Water run off post ice age would still fit in a Biblical time frame having the ice age occur very rapidly in 300-500 years and can still account for a Black sea water runn off theory just fine. 7,500 years ago is picked because its believed to be that last ice age. (I think it was more recent)

A global flood with rapid moving geologic plates can explain mountain building, it can give a much more accurate scenario for the reason of the ice age with the oceans having been mixed and warmed along with increased vocanic activity. There is no really good explanation for the ice age to begin with, which is why there are many competing ideas as to why the ice age occured.
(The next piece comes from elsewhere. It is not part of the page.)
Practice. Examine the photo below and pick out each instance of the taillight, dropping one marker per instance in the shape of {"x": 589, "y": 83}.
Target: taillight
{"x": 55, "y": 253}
With your post we see how geologic features can and do happen rapidly, I can accept a global flood I feel it makes the most sense of all the evidence that is out there.

Past thinking for geologic processes have not allowed for what you have posted in the past. There is some mainstream movement that the Grand Canyon also was formed more quickly from a large release of water as well instead of slowly over millions and millions of years.

I'll stop there and then wait next post I'll talk about the Ark and animals.

:)

Bunyan33
November 17, 2008 9:13 AM

I guess you grew weary of the conversation take care. I will be thinking of you. Get your answers at Answers in Genesis for more answers.